The definition given by Furetière in his Dictionnaire Universel in 1690 is still close to its greek etymology: a "ring of all knowledges", from κύκλος, "circle", and παιδεία, "knowledge". This meaning is the one used for instance by Rabelais in Pantagruel, when he has Thaumaste declare that Panurge opened to him "le vray puys et abisme de Encyclopedie" ("the true well and abyss of Encyclopedia"). At the time the word still mostly refers to the abstract concept of mastering all knowledges at once. Furetière adds that it's a quality one is unlikely to possess, and even seems to condemn its search as a form of hubris: "C'est une témérité à un homme de vouloir posséder l'Encyclopédie" ("it is a recklessness for a man to want to possess Encyclopedia").

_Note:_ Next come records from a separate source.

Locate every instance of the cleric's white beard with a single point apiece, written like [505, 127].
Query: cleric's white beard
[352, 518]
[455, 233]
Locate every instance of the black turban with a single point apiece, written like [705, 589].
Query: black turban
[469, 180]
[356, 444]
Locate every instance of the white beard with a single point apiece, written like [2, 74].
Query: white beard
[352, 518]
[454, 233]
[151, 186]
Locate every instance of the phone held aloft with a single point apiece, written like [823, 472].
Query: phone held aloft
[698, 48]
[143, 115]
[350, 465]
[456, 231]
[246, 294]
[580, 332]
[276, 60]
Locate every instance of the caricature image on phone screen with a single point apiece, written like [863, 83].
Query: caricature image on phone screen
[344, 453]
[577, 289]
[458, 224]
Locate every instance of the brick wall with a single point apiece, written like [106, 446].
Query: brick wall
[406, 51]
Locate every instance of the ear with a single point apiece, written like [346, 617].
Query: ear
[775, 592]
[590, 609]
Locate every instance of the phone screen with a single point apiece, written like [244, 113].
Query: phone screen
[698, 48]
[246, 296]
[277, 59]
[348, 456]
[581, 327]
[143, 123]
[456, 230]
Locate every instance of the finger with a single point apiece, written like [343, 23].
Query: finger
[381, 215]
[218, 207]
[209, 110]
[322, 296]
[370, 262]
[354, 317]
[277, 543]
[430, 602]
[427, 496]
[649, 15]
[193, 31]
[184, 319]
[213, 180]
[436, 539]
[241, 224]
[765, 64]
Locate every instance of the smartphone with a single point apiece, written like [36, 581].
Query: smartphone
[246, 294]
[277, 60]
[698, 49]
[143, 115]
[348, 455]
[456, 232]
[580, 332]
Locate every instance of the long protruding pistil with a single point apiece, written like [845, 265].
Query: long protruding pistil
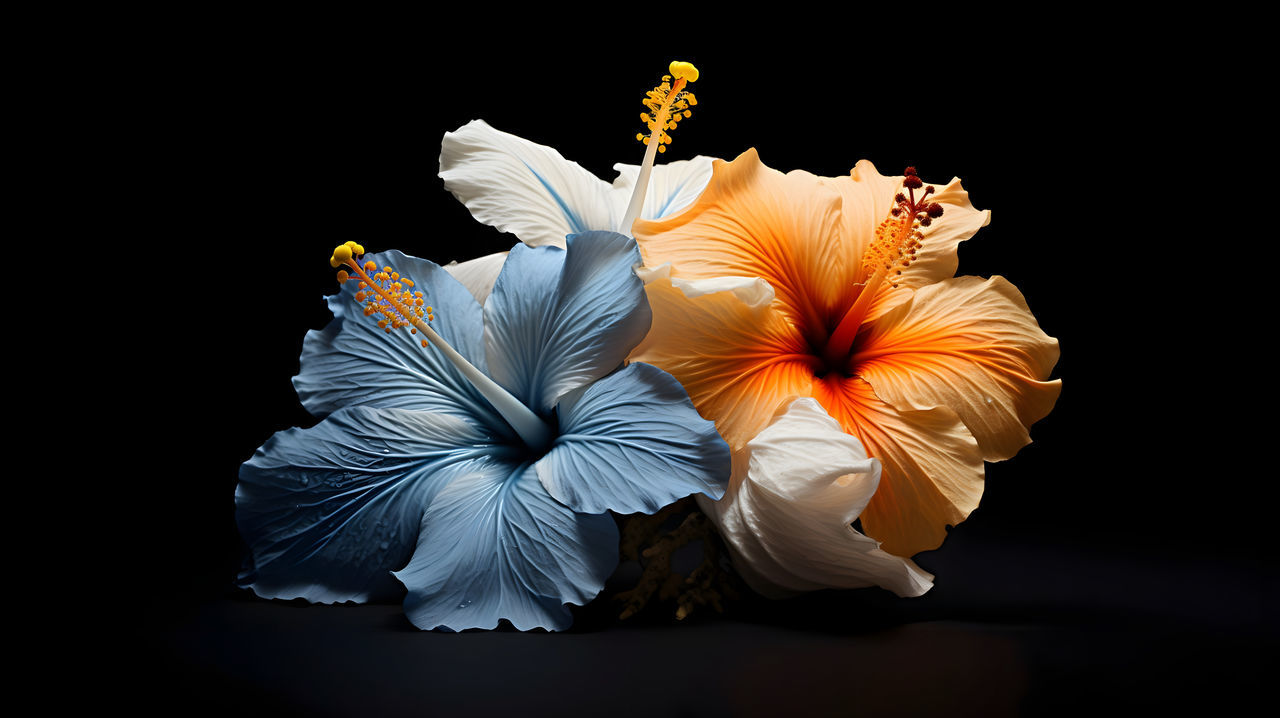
[533, 430]
[897, 238]
[661, 100]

Beyond this moral reproach, the concept that pleased Rabelais was somewhat dated at the end of the 17\textsuperscript{th} century and attacked in the Dictionnaire Universel François et Latin, commonly refered to as the Dictionnaire de Trevoux, as utterly "burlesque" ("parodic"). The entry for "Encyclopédie" remained unchanged in the four editons issued between 1721 and 1752, mocking the use of the word and discouraging his readers to pursue it. In that intent, he quotes a poem from Pibrac encouraging people to specialise in only one discipline lest they should not reach perfection, based on an argumentation that resembles the saying "Jack of all trades, master of none". It is all the more interesting that the definition remains unaltered until 1752, one year after the publication of the first volume of the Encyclopédie. The Jesuites who edited Dictionnaire de Trevoux frowned upon the project of the Encyclopédie which they managed to get banned the same year by the Council of State on the charge of attempting to destroy the royal authority, inspiring rebellion and corrupting morality in general. There is much more at stake than words here, but the attempt to deprecate the word itself is part of their fight against the philosophers of the Enlightenment.

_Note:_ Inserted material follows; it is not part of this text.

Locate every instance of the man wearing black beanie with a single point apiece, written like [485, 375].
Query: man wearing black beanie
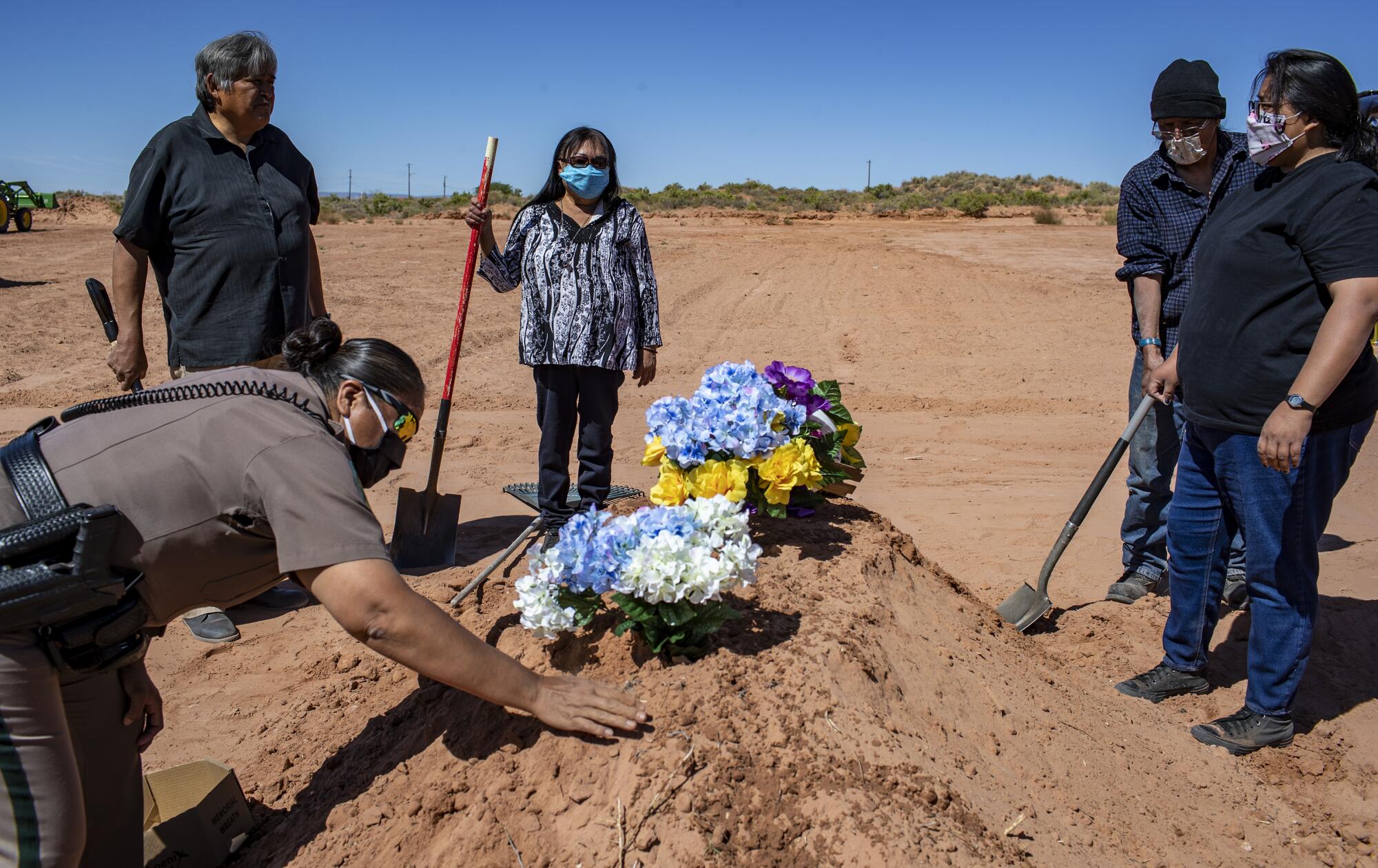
[1165, 203]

The attacks do not remain ignored by Diderot who starts the very definition of the word "Encyclopédie" in the Encyclopédie itself by a strong rebuttal. He directly dismisses the concerns expressed in the Dictionnaire de Trevoux as mere self-doubt that their authors shouldn't generalise to mankind, then leaves the main point to a latin quote by chancelor Bacon, who argues that a collaborative work can achieve much more than any talented man could: what could possibly not be within reach of a single man, within a single lifetime may be achieved by a common effort throughout generations.

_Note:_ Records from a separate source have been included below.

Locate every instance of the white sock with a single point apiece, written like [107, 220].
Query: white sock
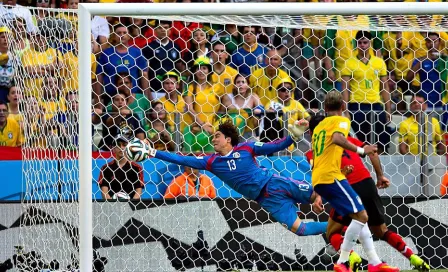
[365, 237]
[350, 238]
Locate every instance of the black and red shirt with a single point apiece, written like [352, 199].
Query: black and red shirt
[360, 172]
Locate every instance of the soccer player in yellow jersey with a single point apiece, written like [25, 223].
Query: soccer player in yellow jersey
[223, 75]
[365, 89]
[328, 142]
[9, 129]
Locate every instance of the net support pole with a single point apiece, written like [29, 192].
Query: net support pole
[245, 9]
[85, 142]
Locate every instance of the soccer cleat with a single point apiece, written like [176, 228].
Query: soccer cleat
[382, 267]
[355, 261]
[342, 267]
[419, 264]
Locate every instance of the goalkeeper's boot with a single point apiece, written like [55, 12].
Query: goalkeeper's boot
[354, 260]
[419, 264]
[342, 267]
[382, 267]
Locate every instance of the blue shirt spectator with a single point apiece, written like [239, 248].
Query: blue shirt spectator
[251, 55]
[129, 59]
[162, 55]
[111, 62]
[431, 85]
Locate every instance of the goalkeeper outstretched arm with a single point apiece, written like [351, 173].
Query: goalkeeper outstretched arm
[190, 161]
[340, 140]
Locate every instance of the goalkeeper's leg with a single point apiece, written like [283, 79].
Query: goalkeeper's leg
[280, 197]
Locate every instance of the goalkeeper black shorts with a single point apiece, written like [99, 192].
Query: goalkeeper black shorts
[367, 191]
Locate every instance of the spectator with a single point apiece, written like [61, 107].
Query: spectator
[157, 128]
[19, 39]
[120, 121]
[13, 105]
[173, 102]
[418, 42]
[444, 185]
[52, 100]
[163, 55]
[137, 102]
[69, 15]
[264, 80]
[242, 98]
[399, 58]
[70, 69]
[228, 36]
[7, 70]
[100, 29]
[251, 55]
[9, 129]
[197, 139]
[39, 61]
[121, 55]
[365, 89]
[182, 32]
[430, 69]
[339, 47]
[121, 175]
[409, 142]
[223, 75]
[191, 183]
[19, 11]
[32, 121]
[283, 104]
[41, 12]
[67, 122]
[199, 48]
[203, 98]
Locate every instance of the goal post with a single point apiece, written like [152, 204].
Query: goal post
[268, 12]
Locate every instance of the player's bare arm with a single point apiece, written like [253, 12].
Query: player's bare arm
[382, 181]
[340, 140]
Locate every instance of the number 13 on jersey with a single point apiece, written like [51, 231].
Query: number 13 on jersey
[231, 164]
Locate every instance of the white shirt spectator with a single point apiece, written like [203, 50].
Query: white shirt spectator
[100, 27]
[19, 11]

History hints that Diderot's opponents took his defense of the feasability of the project quite seriously, considering the fact that they got the Encyclopédie's priviledges to be revoked again six years after its publication was resumed and that its remaining volumes had to be published illegally until its end in 1772.

However, in their last edition in 1771 the authors of the Dictionnaire de Trevoux had no choice but to acknowledge the success of the encyclopedic projects of the 18\textsuperscript{th} century. In this version, the definition was entirely reworked, mildly stating that good encyclopedias are difficult to make because of the amount of knowledge necessary and work needed to keep up with scientific progress instead of calling the effort a parody. It credits Chamber's Cyclopædia for being a decent attempt before referring anonymously though quite explicitly to Diderot and d'Alembert's project by naming the collective "Une Société de gens de Lettres" and writing that it started in 1751. Even more importantly, two new entries were added after it: one for the adjective "encyclopédique" and another one for the noun "encyclopédiste", silently admitting how the project had changed its time and the relation to knowledge.

A different approach

If encyclopedia are thus historically more recent than dictionaries they also depart from the latter on their approach. The purpose of dictionaries from their origin is to collect words, to make an exhaustive inventory of the terms used in a domain or in a language in order to associate a definition to them, be it a translation in another language for a foreign language dictionary or a phrase explaining it for other dictionaries. As such, they are collections of signs and remain within the linguistic level of things. Entries in a dictionary often feature information such as the part of speech, the pronunciation or the etymology of the word they define.

The entry for "Dictionnaire" in the Encyclopédie distinguishes between three types of dictionaries: one to define words, the second to define facts and the last one to define things, corresponding to the distinction between language, history, and science and arts dictionaries although according to its author, d'Alembert, each has to be of more than just one kind to be really good. In the full title of the Encyclopédie, the concept is more or less equated by means of the coordinating conjunction "ou" to a Dictionnaire raisonné, "reasoned dictionary", introducing the idea of encyclopedias as dictionaries with additional structure and a philosophical dimension.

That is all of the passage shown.